新規事業開発本部 スポーツ・メディカル事業部付部長の茂朋子氏に聞くと、極力、加盟店側の負担は減らす考えのようだ。加盟店の役割について「一番は会員数を獲得してもらうこと。接客や入会などに取り組んでもらえれば」と話す。

つまり、現状は検証を重ねている段階に過ぎない。検証は東京都大田区にある直営店で行なう予定で、直営店でもサービス提供はまだ始まっていないのである。

●やるべきことは山積している

○ライバルはあくまで大手

加盟店側としては待ちの状態。逆に本部側のやるべきことは盛りだくさんだ。たとえば、FIT&GOのオプションサービスに「パーソナルトレーナー」があるが、人材の確保や教育をどうしていくかも考えねばならない。「教育部門は必要。そこはやりたい。外部連携は特定のところだけで連携することは考えていない」(茂氏)という。

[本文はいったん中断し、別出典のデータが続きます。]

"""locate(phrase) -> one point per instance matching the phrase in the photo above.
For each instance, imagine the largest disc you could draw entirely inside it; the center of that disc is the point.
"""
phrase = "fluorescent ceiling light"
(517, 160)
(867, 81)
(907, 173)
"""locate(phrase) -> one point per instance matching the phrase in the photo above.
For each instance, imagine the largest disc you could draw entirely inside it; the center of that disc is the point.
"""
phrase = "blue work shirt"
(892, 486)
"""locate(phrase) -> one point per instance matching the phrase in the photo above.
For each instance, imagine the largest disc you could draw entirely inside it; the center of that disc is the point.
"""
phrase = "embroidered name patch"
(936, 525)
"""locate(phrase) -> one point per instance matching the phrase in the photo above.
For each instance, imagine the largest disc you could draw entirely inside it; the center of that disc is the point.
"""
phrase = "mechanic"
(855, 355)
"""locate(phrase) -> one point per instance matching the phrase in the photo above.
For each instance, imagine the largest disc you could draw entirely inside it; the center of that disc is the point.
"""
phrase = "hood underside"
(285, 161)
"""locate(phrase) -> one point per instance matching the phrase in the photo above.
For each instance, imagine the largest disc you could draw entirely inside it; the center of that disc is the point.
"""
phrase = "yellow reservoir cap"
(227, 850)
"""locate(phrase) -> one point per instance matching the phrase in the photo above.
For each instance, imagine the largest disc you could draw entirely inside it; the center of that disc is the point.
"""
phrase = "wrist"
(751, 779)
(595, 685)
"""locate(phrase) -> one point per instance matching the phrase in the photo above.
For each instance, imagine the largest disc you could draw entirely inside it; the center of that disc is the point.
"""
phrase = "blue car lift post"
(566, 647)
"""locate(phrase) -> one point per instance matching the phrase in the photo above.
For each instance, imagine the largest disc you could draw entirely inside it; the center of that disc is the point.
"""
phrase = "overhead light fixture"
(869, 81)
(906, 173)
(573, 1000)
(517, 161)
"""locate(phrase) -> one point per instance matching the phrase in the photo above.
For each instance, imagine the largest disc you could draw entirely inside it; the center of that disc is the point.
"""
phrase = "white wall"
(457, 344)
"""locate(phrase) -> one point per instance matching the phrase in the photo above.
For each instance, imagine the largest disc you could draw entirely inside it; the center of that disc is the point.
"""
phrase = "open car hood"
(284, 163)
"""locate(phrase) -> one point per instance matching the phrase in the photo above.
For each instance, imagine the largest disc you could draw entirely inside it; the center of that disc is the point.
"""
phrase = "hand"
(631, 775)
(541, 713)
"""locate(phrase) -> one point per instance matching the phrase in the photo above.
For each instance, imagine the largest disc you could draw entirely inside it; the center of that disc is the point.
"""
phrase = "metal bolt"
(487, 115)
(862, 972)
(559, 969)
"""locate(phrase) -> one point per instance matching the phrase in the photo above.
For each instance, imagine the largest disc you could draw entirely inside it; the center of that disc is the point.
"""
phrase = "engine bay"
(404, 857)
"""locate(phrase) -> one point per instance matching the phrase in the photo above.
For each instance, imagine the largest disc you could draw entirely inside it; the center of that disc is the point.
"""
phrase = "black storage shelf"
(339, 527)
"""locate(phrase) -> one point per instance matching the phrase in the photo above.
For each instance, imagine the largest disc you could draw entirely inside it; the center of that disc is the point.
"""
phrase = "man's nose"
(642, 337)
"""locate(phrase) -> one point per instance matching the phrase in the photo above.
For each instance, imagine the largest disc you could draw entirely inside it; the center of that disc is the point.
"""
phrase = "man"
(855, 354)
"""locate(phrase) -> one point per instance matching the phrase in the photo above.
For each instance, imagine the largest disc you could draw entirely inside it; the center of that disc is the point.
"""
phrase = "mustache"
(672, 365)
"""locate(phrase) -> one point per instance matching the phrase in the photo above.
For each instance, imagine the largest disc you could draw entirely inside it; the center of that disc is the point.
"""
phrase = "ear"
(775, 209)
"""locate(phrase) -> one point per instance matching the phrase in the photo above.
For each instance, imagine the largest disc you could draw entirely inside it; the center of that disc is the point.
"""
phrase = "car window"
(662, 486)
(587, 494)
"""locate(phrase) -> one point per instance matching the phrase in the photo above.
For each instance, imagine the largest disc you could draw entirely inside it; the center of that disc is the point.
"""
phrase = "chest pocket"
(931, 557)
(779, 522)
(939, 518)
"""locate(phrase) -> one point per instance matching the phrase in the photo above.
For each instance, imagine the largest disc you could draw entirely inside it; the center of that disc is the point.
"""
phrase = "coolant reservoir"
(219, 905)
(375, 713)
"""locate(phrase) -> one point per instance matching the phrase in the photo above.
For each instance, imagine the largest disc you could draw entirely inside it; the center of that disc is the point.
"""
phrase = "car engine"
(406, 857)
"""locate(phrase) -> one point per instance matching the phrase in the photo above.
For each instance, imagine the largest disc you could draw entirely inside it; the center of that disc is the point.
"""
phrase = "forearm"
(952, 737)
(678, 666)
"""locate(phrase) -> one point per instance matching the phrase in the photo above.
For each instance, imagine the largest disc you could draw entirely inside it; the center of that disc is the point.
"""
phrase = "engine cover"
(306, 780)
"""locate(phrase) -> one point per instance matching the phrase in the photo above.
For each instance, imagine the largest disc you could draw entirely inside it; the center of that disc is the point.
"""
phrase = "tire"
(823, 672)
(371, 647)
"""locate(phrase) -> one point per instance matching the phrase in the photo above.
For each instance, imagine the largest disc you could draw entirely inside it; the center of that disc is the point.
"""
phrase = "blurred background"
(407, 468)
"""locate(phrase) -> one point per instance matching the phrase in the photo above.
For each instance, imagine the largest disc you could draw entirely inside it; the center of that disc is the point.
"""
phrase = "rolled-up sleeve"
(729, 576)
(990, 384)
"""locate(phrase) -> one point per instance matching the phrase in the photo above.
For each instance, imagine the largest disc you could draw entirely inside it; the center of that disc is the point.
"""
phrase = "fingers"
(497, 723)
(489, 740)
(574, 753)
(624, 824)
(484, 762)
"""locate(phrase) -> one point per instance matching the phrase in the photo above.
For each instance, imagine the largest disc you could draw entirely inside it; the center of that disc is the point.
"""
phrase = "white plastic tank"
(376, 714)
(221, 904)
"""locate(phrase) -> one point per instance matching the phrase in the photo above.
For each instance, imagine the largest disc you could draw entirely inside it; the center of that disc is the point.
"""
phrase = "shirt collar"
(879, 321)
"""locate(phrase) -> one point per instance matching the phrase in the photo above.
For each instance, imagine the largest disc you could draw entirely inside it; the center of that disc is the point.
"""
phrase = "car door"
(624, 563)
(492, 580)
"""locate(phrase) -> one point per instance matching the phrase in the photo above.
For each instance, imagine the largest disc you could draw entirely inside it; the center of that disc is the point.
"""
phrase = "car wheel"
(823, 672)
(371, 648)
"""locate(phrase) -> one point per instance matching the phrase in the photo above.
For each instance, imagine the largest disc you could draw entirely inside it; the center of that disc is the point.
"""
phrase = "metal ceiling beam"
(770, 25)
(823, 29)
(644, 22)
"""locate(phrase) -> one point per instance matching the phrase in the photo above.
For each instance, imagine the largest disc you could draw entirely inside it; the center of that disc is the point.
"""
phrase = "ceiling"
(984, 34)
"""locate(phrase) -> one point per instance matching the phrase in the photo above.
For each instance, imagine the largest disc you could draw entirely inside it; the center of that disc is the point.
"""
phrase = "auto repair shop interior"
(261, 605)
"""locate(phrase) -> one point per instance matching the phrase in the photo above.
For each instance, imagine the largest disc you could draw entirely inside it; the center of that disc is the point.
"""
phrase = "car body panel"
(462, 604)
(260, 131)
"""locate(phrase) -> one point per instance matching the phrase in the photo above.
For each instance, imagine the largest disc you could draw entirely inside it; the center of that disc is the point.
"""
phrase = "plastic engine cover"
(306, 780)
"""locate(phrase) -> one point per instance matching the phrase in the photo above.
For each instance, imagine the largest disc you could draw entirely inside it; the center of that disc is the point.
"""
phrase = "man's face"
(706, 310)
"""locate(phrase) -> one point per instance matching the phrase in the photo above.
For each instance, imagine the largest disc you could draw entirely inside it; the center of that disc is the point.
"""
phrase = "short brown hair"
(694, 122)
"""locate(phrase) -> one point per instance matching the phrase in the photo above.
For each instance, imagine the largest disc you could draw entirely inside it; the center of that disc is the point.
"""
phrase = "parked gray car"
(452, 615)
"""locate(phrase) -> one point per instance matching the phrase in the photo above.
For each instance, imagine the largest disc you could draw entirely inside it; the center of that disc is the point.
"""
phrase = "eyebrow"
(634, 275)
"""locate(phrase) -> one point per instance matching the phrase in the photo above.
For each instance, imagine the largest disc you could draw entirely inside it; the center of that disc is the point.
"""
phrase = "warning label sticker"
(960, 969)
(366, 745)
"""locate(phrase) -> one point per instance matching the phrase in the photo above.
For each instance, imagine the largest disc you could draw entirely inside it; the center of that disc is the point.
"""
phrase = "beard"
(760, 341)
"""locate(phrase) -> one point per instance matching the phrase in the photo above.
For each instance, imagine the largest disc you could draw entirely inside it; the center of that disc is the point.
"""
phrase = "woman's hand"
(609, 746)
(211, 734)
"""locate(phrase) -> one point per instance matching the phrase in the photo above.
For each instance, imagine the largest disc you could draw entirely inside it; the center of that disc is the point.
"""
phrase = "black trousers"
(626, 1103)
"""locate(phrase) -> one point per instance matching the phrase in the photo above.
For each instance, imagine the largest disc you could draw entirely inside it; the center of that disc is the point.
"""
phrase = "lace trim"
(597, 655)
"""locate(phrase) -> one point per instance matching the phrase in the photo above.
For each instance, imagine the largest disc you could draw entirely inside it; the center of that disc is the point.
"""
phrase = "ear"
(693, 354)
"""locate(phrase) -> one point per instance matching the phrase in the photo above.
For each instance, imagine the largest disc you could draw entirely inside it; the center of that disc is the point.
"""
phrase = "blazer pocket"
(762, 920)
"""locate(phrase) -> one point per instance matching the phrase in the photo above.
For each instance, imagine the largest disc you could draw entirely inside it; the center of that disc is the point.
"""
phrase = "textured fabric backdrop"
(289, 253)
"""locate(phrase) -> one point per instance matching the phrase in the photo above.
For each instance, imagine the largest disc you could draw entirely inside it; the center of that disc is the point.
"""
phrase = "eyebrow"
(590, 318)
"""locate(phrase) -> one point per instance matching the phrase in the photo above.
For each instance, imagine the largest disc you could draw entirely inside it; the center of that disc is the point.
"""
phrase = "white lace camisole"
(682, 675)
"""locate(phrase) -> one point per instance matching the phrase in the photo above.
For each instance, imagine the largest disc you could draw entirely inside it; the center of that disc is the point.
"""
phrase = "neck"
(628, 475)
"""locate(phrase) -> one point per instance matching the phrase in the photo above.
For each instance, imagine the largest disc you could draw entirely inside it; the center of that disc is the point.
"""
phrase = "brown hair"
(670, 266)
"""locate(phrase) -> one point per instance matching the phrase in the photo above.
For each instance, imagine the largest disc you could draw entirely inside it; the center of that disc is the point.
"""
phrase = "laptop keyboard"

個人的にトレーナーの存在は非常に重要だと認識している。そして、トレーナーの確保と活用こそ最大の課題ではないかと思っている。トレーニングルームは、会員を募るための必要最低限にすぎない。運営をしていく上で、会員を逃さないためにも、フィットネスの効果が体感でき、楽しさがあってこそ、人は会員であり続けるはずだ。その際"トレーナー"の存在は大きい。

トレーナーがいれば会員との個別にコミュニケーションをとることができるし、他の大手フィットネスが提供する様々なイベントプログラムを実施することも可能になっていく。

料金面を見ても、FIT&GOの月額会費は7,900円(税別、以下同)、ビジター会員は1日3,000円、その他パーソナルトレーナー30分3,000円〜などとなっており、それなりにかかる印象だ。ライバルとなるのはあくまでフィットネス大手であると思われ、そこと遜色のない料金・サービスを提供できなければ、事業としての広がりは厳しいのではないだろうか。

今回、ファミリーマートはフィットネスチェーンなどと手を組んではいない。あくまで自前で事業を進めようとしている。ビジネスとして成功させるには、もはやフィットネスチェーンを作り上げる勢いが必要であり、相当な覚悟が求められるようにも思われる。これから先に向けて、やるべきことは山積していると見るべきではないだろうか。